If a scrub reports checksum errors, note the drive and run SMART tests on suspect disks before replacing.

SMART monitoring

TrueNAS surfaces drive SMART data:

  1. StorageDisks — review temperature and SMART status
  2. Enable S.M.A.R.T. Tests (short monthly, long quarterly) if not already scheduled
  3. Replace a drive showing reallocated sectors, pending sectors, or critical warnings — do not wait for total failure

Email or notification hooks for SMART failures: TODO: document alert destination if configured.

Snapshots mindset

ZFS snapshots are cheap point-in-time copies on the same pool. They help with:

  • Accidental deletes (rollback a dataset or recover files from snapshot browser)
  • Before risky changes (app upgrades, bulk renames)
  • Quick recovery without a second copy of the data

Snapshots are not a substitute for off-site backup — fire, theft, or multiple drive loss still kills the pool.

Practice Notes
Snapshot important datasets Media, photos, app config volumes
Retention e.g. daily × 7, weekly × 4 — tune to pool space
Off-site TODO: document if cloud or external USB backup exists

8th drive expansion

Plan when the 8th 16 TB drive arrives:

  1. Physically install the drive in the DXP 8800 Plus (power down if hot-swap is not confirmed for that bay)
  2. TrueNASStorage → pool → Expand (or replace/expand wizard depending on UI version)
  3. RAIDZ1 widen — pool capacity increases; parity layout stays one disk
  4. Verify scrub passes after expansion
  5. Update SaxDocsTrueNAS, Server overview hardware section

Before expanding, ensure no drive is already degraded. Fix or replace failing disks first.

Degraded pool — what to do

If TrueNAS shows DEGRADED or a drive is FAULTED:

Immediate steps

  1. Stop heavy writes — pause qBittorrent imports, large photo uploads if possible
  2. Identify the failed drive — Storage → pool status; note serial and slot
  3. Do not yank the wrong disk — confirm by slot LED or serial in UI
  4. Replace the drive — same or larger capacity; TrueNAS will resilver

During resilver

  • Pool remains usable but slow; avoid unnecessary load
  • Resilver time scales with pool used capacity — may take a day or more on 7×16 TB
  • Monitor progress in the UI; do not reboot unless instructed

After resilver

  1. Run a manual scrub
  2. Check SMART on the replacement drive
  3. Review any checksum errors logged during the incident

If two drives fail

RAIDZ1 cannot recover.
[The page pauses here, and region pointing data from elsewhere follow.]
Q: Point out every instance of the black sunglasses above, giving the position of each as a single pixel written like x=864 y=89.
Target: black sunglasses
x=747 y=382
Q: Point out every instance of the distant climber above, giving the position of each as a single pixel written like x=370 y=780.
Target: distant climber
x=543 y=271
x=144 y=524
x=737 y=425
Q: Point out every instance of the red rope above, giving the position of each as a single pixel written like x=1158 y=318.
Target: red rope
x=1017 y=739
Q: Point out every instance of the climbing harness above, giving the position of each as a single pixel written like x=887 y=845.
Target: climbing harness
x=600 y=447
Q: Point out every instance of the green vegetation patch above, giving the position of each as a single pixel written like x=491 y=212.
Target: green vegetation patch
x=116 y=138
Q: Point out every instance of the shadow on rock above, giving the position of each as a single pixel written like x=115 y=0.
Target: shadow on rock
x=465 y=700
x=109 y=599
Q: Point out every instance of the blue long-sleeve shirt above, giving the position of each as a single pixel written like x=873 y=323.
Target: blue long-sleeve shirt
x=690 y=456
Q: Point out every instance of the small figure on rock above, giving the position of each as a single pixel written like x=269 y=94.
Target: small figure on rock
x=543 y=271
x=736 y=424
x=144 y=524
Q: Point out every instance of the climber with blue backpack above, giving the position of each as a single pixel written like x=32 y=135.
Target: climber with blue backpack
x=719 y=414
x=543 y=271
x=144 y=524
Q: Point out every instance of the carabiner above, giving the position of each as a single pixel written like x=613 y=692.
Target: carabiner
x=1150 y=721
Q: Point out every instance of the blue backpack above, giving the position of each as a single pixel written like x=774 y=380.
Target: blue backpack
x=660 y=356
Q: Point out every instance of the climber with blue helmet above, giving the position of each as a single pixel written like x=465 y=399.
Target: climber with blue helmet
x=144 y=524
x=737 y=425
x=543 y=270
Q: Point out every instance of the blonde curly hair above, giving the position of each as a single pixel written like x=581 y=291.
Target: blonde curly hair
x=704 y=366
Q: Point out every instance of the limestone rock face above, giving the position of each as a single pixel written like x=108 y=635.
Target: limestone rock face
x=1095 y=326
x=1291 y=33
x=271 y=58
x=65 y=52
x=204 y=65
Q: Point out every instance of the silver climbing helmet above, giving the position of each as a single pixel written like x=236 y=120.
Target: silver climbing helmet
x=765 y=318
Restore from off-site backup if it exists. Otherwise this is a data-loss event — TODO: confirm backup strategy and document restore steps here.

Windows and SMB health

Degraded pool performance shows up as slow A: drive or failed copies from the PC @ 192.168.2.203. If SMB is fine on LAN but apps fail, the problem may be Docker — see Common Issues.

Monitoring

External uptime checks: status.saxobroko.comMonitoring. That tells me if services respond; it does not replace pool health checks inside TrueNAS.